A hundred-ish years ago, long before Pokémon and the Slap Chop, there lived a clever one named Giuseppe Peano, who came up with a neat way to describe the natural numbers (`0, 1, 2, 3, ...`):

• The first one is `0`, which we’ll write as `Z`.

• The number after any `x` is its successor, `S x`.

Using these two rules, we can write every number in the series:

Friendly Peano
`0` `Z`
`1` `S Z`
`2` `S (S Z)`
`3` `S (S (S Z))`
`. . .` `. . .`

Maybe it’s not the prettiest, but I think it’s pretty cool. A number is either `Z` or the `S` of another number, which is either `Z` or the `S` of another number, which is… well, you get the picture! We call this a recursive definition.
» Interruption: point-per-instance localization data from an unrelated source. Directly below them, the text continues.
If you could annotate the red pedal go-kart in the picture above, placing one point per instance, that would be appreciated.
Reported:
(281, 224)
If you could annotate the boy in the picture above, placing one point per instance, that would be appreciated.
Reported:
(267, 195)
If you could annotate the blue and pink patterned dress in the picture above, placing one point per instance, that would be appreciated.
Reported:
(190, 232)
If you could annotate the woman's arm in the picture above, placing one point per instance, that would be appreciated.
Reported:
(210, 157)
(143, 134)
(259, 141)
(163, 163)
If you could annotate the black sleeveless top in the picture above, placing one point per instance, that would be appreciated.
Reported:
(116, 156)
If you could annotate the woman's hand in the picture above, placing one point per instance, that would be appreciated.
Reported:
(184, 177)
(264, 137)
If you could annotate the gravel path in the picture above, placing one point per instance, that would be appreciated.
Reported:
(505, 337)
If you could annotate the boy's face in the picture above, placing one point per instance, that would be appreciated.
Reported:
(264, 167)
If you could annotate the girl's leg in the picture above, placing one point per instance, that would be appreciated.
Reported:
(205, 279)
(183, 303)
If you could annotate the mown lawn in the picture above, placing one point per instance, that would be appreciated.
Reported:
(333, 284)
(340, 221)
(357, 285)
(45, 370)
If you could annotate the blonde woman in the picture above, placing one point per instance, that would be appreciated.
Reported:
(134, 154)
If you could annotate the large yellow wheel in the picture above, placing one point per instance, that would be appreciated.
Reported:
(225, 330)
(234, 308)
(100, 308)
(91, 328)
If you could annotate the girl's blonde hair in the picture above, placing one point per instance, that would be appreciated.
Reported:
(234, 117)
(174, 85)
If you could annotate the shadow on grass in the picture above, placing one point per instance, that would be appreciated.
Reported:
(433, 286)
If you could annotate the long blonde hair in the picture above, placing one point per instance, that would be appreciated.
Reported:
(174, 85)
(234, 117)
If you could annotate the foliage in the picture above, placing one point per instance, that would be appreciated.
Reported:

Because of this, we can define functions on the Peano numbers using recursion, too! Here’s a function for testing equivalence:

A B A == B
`Z` `Z` `true`
`S x` `Z` `false`
`Z` `S y` `false`
`S x` `S y` `x == y`

Rule 3 might seem like a duplicate of 2, but we have to define both in case the order of arguments matters (e.g. with subtraction, `2 - 3` is not the same as `3 - 2`).

Rule 4 is the magical recursive bit: if `x` and `y` are still successors, we run rule 4 again, and we keep doing that until one of the other three conditions is met. We can write out the process for determining `2 == 3` with our Peano numbers:

``````(S (S Z)) == (S (S (S Z)))
=> (S Z) == (S (S Z)) -- By rule 4
=> Z == (S Z)         -- By rule 4
=> false              -- By rule 2
``````

Loads of brackets, but it’s hopefully clear enough to see what’s going on: for as long as both of the arguments are successors, we remove one `S` at each step until one `Z`. If the other reaches `Z` at the same time, then the two numbers are equal! Ooer.

Defining addition is also fairly straightforward:

A B A + B
`Z` `Z` `Z`
`S x` `Z` `S x`
`Z` `S y` `S y`
`S x` `S y` `S (S (x + y))`

Rules 1, 2, and 3 define our base cases: adding `Z` to any value produces that same value. Rule 4, of course, is where we define our recursion. Let’s look at an example with `3 + 2`. We’ll use square brackets to make things clearer, but just think of them as regular brackets:

``````(S (S (S Z))) + (S (S Z))
=> S (S [(S (S Z)) + (S Z)]) -- By rule 3
=> S (S (S (S [(S Z) + Z]))) -- By rule 3
=> S (S (S (S (S Z))))       -- By rule 1
``````

And there you have it! One more example that’s worth mentioning before we go is how to convert our Peano numbers back into the integers that we know and love:

A toInt A
`Z` `0`
`S x` `1 + toInt x`

We only need one argument for this, so the function is super straightforward. Yay! Here’s the function working with `3`:

``````toInt (S (S (S Z)))
=> 1 + toInt (S (S Z)) -- By rule 2
=> 1 + 1 + toInt (S Z) -- By rule 2
=> 1 + 1 + 1 + toInt Z -- By rule 2
=> 1 + 1 + 1 + 0       -- By rule 1
• We can use induction to show that, if a function works for `Z` (or some other base case) and `S x`, it can work for any Peano number!